Perfusion machine systems can be divided into three groups based on the temperature of preservation solution: hypothermic at 4‑10℃; subnormothermic at 20‑25℃, and normothermic at 37℃. Other parameters subgrouping perfusion machine systems include different flow regimes and pressures (pulsatile vs non-pulsatile), single (portal) vs dual perfusion (arterial and portal perfusion), and oxygenated vs non-oxygenated solution.
During the past decade promising data regarding liver perfusion machines has been reported on two major techniques, a normothermic and a hypothermic oxygenated perfusion. Most of the studies using liver perfusion machine are focused on reconditioning of livers from DCD donors. An alternative approach, dual vessel (portal and arterial) hypothermic oxygenated perfusion protocol (D‑HOPE), could be performed immediately after liver procurement or after transport of the organ to the transplant center (at the end of preservation but before implantation). Already in 2010, the safety of hypothermic perfusion of liver grafts was confirmed in a non-randomized trial, using hypothermic perfusion after cold static preservation. The results showed 60% less of peak ALT and 20% less of graft dysfunction in the machine perfusion group. Current results, even from the first randomized studies, showed improvement in short- and long‑term liver graft functions by using DOP. Similar improvement in organ quality can be seen when a perfusion machine is used in kidney, heart or lung transplantation.
It is important to stress that liver transplantation is a lifesaving procedure with no alternatives such dialysis treatment in patients with end stage renal failure.

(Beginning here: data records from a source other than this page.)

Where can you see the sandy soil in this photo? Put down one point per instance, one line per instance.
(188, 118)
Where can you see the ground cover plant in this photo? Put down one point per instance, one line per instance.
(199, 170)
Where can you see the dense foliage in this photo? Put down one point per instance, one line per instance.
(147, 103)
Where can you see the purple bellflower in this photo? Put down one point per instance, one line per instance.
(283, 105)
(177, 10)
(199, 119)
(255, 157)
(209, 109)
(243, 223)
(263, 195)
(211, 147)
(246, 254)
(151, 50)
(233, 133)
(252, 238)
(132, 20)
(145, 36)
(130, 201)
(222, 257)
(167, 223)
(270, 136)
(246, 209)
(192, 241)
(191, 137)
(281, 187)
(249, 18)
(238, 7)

Every “extra” liver means one more saved life! Despite greater experience and technical advances in transplantation, the number of patients awaiting liver transplantation continues to grow and every year a significant number of patients die while on the waiting list. Experience from other countries showed that by better utilization of available organs thanks to organ reconditioning and use of liver perfusion machines, it is possible to significantly improve the number of transplanted organs.
We have previously introduced microdialysis to monitor liver grafts and recently introduced “Rapid Analyses of Liver Function” (RALF) in liver monitoring. We hope to be able to work out an algorithm for the “decision-making process” when evaluating liver graft for transplantation using these systems and obtain results within an acceptable time during organ preservation.
Elements of the RALF system can be used separately in any other research to understand pathophysiology of the liver as an organ. We aim for the status of a core facility for liver analyses technology with focus on innovation and automatization of the analyses.